Migrant Workers and the Turtle Trade in the Brazilian Amazon at the Turn of the 20th Century

Saturday, January 4, 2020: 8:50 AM
Central Park West (Sheraton New York)
Thaís Sant'ana, University of Illinois at Urbana-Champaign
Between 1860 and 1910, the rapid growth of the Brazilian Amazonian gummiferous economy ignited an extraordinary commercial effervescence and populational growth particularly in today´s Acre, Amazonas and Pará. During the mentioned period, there was an increase in the demand for turtle in Manaus, one of Amazon’s most important urban centers, causing the local government to create and implement new policies to regulate the ever-growing capture of chelonians in the region.

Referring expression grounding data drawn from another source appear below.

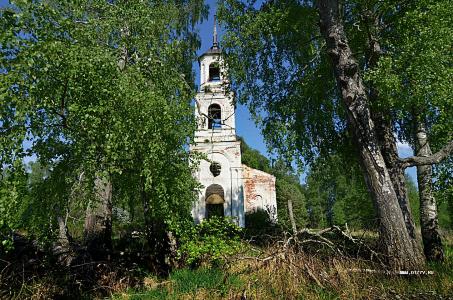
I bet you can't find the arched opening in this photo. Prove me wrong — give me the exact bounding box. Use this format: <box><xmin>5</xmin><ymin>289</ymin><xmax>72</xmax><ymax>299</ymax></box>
<box><xmin>208</xmin><ymin>62</ymin><xmax>220</xmax><ymax>81</ymax></box>
<box><xmin>205</xmin><ymin>184</ymin><xmax>225</xmax><ymax>219</ymax></box>
<box><xmin>208</xmin><ymin>104</ymin><xmax>222</xmax><ymax>129</ymax></box>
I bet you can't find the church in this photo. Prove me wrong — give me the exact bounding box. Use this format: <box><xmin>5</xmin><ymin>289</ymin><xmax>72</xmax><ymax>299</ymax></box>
<box><xmin>190</xmin><ymin>20</ymin><xmax>277</xmax><ymax>227</ymax></box>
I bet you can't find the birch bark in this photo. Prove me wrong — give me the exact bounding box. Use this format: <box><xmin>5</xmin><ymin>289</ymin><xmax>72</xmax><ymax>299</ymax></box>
<box><xmin>317</xmin><ymin>0</ymin><xmax>425</xmax><ymax>269</ymax></box>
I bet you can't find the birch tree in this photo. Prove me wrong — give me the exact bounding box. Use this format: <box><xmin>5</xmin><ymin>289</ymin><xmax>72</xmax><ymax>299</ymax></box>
<box><xmin>0</xmin><ymin>0</ymin><xmax>207</xmax><ymax>264</ymax></box>
<box><xmin>219</xmin><ymin>0</ymin><xmax>452</xmax><ymax>268</ymax></box>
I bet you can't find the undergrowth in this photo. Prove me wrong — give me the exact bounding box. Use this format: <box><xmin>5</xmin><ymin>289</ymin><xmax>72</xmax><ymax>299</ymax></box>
<box><xmin>113</xmin><ymin>233</ymin><xmax>453</xmax><ymax>300</ymax></box>
<box><xmin>2</xmin><ymin>230</ymin><xmax>453</xmax><ymax>299</ymax></box>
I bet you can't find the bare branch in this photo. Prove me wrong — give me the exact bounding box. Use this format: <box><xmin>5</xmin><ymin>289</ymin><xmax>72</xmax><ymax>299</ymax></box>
<box><xmin>400</xmin><ymin>139</ymin><xmax>453</xmax><ymax>169</ymax></box>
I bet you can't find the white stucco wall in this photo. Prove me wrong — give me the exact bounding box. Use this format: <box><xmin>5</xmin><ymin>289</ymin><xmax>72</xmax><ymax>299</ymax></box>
<box><xmin>194</xmin><ymin>91</ymin><xmax>236</xmax><ymax>143</ymax></box>
<box><xmin>191</xmin><ymin>47</ymin><xmax>276</xmax><ymax>228</ymax></box>
<box><xmin>191</xmin><ymin>141</ymin><xmax>245</xmax><ymax>227</ymax></box>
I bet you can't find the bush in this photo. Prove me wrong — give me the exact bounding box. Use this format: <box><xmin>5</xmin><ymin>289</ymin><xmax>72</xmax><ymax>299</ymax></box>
<box><xmin>0</xmin><ymin>223</ymin><xmax>13</xmax><ymax>254</ymax></box>
<box><xmin>244</xmin><ymin>208</ymin><xmax>279</xmax><ymax>239</ymax></box>
<box><xmin>177</xmin><ymin>217</ymin><xmax>242</xmax><ymax>267</ymax></box>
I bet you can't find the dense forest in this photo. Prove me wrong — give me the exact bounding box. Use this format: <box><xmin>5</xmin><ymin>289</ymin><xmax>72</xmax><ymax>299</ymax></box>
<box><xmin>1</xmin><ymin>0</ymin><xmax>452</xmax><ymax>299</ymax></box>
<box><xmin>241</xmin><ymin>137</ymin><xmax>452</xmax><ymax>232</ymax></box>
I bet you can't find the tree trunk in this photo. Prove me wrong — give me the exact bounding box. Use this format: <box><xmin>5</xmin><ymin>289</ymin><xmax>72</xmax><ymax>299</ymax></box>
<box><xmin>372</xmin><ymin>113</ymin><xmax>418</xmax><ymax>237</ymax></box>
<box><xmin>317</xmin><ymin>0</ymin><xmax>425</xmax><ymax>269</ymax></box>
<box><xmin>84</xmin><ymin>176</ymin><xmax>113</xmax><ymax>257</ymax></box>
<box><xmin>415</xmin><ymin>121</ymin><xmax>444</xmax><ymax>261</ymax></box>
<box><xmin>54</xmin><ymin>214</ymin><xmax>76</xmax><ymax>266</ymax></box>
<box><xmin>371</xmin><ymin>112</ymin><xmax>425</xmax><ymax>260</ymax></box>
<box><xmin>57</xmin><ymin>215</ymin><xmax>71</xmax><ymax>247</ymax></box>
<box><xmin>287</xmin><ymin>198</ymin><xmax>297</xmax><ymax>234</ymax></box>
<box><xmin>364</xmin><ymin>15</ymin><xmax>419</xmax><ymax>243</ymax></box>
<box><xmin>140</xmin><ymin>176</ymin><xmax>170</xmax><ymax>275</ymax></box>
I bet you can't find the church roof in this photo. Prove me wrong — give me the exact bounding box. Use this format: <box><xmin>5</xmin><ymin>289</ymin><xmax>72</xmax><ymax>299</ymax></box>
<box><xmin>199</xmin><ymin>46</ymin><xmax>222</xmax><ymax>60</ymax></box>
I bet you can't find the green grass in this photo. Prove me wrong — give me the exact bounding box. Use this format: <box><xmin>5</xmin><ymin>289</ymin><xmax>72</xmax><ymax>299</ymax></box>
<box><xmin>170</xmin><ymin>267</ymin><xmax>241</xmax><ymax>294</ymax></box>
<box><xmin>126</xmin><ymin>289</ymin><xmax>169</xmax><ymax>300</ymax></box>
<box><xmin>114</xmin><ymin>234</ymin><xmax>453</xmax><ymax>300</ymax></box>
<box><xmin>425</xmin><ymin>244</ymin><xmax>453</xmax><ymax>280</ymax></box>
<box><xmin>115</xmin><ymin>267</ymin><xmax>243</xmax><ymax>300</ymax></box>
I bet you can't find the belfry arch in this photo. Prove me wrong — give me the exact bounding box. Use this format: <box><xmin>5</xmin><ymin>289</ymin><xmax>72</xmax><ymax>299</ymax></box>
<box><xmin>208</xmin><ymin>103</ymin><xmax>222</xmax><ymax>129</ymax></box>
<box><xmin>208</xmin><ymin>62</ymin><xmax>220</xmax><ymax>81</ymax></box>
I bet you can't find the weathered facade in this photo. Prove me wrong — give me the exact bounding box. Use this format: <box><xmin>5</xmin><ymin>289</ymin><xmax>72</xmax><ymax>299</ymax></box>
<box><xmin>242</xmin><ymin>165</ymin><xmax>277</xmax><ymax>221</ymax></box>
<box><xmin>191</xmin><ymin>20</ymin><xmax>277</xmax><ymax>227</ymax></box>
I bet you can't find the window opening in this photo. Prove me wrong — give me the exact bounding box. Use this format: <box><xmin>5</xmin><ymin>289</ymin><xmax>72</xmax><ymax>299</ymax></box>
<box><xmin>210</xmin><ymin>162</ymin><xmax>221</xmax><ymax>177</ymax></box>
<box><xmin>208</xmin><ymin>62</ymin><xmax>220</xmax><ymax>81</ymax></box>
<box><xmin>208</xmin><ymin>104</ymin><xmax>222</xmax><ymax>129</ymax></box>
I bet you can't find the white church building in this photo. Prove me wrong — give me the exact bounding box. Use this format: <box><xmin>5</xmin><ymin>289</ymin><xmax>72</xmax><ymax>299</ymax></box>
<box><xmin>190</xmin><ymin>20</ymin><xmax>277</xmax><ymax>227</ymax></box>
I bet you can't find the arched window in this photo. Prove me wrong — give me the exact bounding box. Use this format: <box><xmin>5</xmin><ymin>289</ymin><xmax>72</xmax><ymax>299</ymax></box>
<box><xmin>208</xmin><ymin>104</ymin><xmax>222</xmax><ymax>129</ymax></box>
<box><xmin>208</xmin><ymin>62</ymin><xmax>220</xmax><ymax>81</ymax></box>
<box><xmin>205</xmin><ymin>184</ymin><xmax>225</xmax><ymax>219</ymax></box>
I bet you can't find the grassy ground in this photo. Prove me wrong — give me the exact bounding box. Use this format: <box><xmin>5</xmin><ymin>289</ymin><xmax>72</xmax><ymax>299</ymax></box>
<box><xmin>3</xmin><ymin>230</ymin><xmax>452</xmax><ymax>299</ymax></box>
<box><xmin>113</xmin><ymin>233</ymin><xmax>453</xmax><ymax>300</ymax></box>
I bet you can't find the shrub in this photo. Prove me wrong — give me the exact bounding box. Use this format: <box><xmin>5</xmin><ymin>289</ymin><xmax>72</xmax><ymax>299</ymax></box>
<box><xmin>177</xmin><ymin>217</ymin><xmax>242</xmax><ymax>266</ymax></box>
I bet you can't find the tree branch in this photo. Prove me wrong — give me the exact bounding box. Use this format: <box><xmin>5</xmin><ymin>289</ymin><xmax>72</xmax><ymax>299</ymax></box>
<box><xmin>400</xmin><ymin>139</ymin><xmax>453</xmax><ymax>169</ymax></box>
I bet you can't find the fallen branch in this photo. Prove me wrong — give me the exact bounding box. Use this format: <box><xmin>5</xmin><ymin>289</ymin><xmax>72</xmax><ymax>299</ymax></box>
<box><xmin>304</xmin><ymin>264</ymin><xmax>324</xmax><ymax>288</ymax></box>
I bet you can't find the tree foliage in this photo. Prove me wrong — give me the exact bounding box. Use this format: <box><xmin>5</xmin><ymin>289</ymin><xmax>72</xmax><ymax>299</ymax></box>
<box><xmin>0</xmin><ymin>0</ymin><xmax>207</xmax><ymax>247</ymax></box>
<box><xmin>365</xmin><ymin>2</ymin><xmax>452</xmax><ymax>230</ymax></box>
<box><xmin>365</xmin><ymin>0</ymin><xmax>452</xmax><ymax>147</ymax></box>
<box><xmin>219</xmin><ymin>1</ymin><xmax>343</xmax><ymax>166</ymax></box>
<box><xmin>219</xmin><ymin>0</ymin><xmax>451</xmax><ymax>172</ymax></box>
<box><xmin>219</xmin><ymin>0</ymin><xmax>452</xmax><ymax>267</ymax></box>
<box><xmin>305</xmin><ymin>154</ymin><xmax>375</xmax><ymax>229</ymax></box>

Turtle consumption has been traditionally linked to the culture and subsistence of the Amazonian indigenous peoples. In fact, turtle meat, eggs, shell and oil were present in the everyday life of the Mawé and Tapajó, for instance, for centuries. Nevertheless, this paper explores the role played by caboclo migrant workers engaged with the trade of turtles in shaping socioeconomic and political dynamics taking place in the capital of Amazonas at the turn of the twentieth century. Documents indicate that these migrants resisted the local government attempts to limit the capture of chelonians by promoting a public debate that pondered the place of perspectives on natural resource conservation and cultural tradition within that contemporary regional context of economic cycles of extractivism. This paper focuses on migrant workers involved with the turtle trade, and on the impact of their choices in the socioeconomic development of the city of Manaus throughout the Amazon rubber-boom period.